Memory Management
This page documents memory management in oneAPI.jl.
Memory Operations
Base.unsafe_copyto!(ctx::ZeContext, dev::ZeDevice, dst, src, N)
Low-level memory copy operation on the GPU. Copies N elements from src to dst using the specified context and device. Both src and dst can be either host pointers (Ptr) or device pointers (ZePtr).
This is a low-level function. No bounds checking is performed. For safe array copying, use copyto! on oneArray objects instead.
unsafe_fill!(ctx::ZeContext, dev::ZeDevice, ptr, pattern, N)
Low-level memory fill operation on the GPU. Fills N elements at ptr with the given pattern using the specified context and device.
This is a low-level function. For safe array operations, use fill! on oneArray objects instead.
Memory Types
oneAPI supports three types of memory through Unified Shared Memory (USM):
Device Memory (Default)
Fastest GPU access, not directly accessible from CPU.
# Create array in device memory (default)
a = oneArray{Float32}(undef, 1000)
@assert is_device(a)
# Or explicitly specify
b = oneArray{Float32,1,oneL0.DeviceBuffer}(undef, 1000)Advantages:
- Fastest GPU access
- Best for compute-intensive operations
Disadvantages:
- Cannot directly access from CPU
- Requires explicit copy to/from CPU
Use when: Data stays on GPU for multiple operations
Shared Memory
Accessible from both CPU and GPU with automatic migration.
# Create array in shared memory
a = oneArray{Float32,1,oneL0.SharedBuffer}(undef, 1000)
@assert is_shared(a)
# Can access from CPU
a[1] = 42.0f0 # Automatic migration to CPU
println(a[1]) # Read from CPU
# Can use in GPU kernels
@oneapi groups=1 items=1000 kernel(a) # Automatic migration to GPUAdvantages:
- Accessible from both CPU and GPU
- Unified virtual addressing
- Automatic migration
Disadvantages:
- Migration overhead
- Slower than device memory for pure GPU work
Use when: Frequent CPU-GPU data exchange needed
Host Memory
CPU memory that's pinned and visible to GPU.

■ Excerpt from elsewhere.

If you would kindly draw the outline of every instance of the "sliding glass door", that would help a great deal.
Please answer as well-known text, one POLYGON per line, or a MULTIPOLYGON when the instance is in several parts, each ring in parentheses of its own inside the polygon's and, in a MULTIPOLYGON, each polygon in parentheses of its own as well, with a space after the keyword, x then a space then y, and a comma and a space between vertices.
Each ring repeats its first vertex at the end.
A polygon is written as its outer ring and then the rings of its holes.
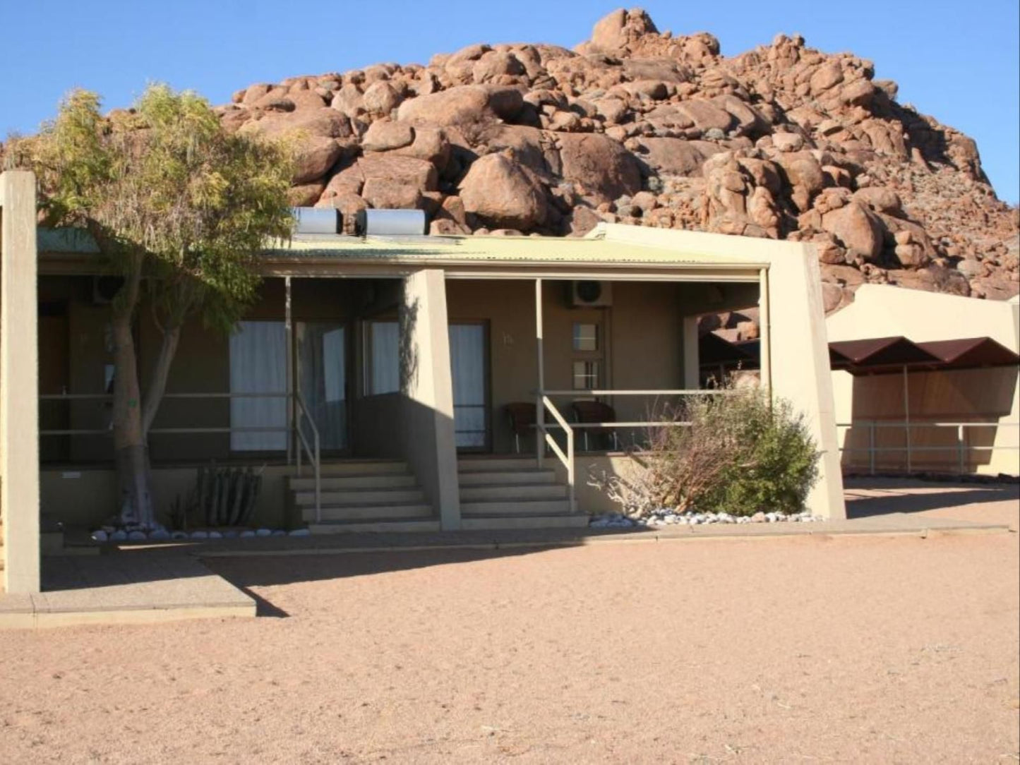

# Create array in host memory
a = oneArray{Float32,1,oneL0.HostBuffer}(undef, 1000)
@assert is_host(a)
# Direct CPU access
a[1] = 42.0f0
# Can be used by GPU (but slower than device memory)
@oneapi groups=1 items=1000 kernel(a)Advantages:
- Direct CPU access
- Pinned memory (faster PCIe transfers)
- Good for staging
Disadvantages:
- Slower GPU access than device memory
- Uses pinned system memory (limited resource)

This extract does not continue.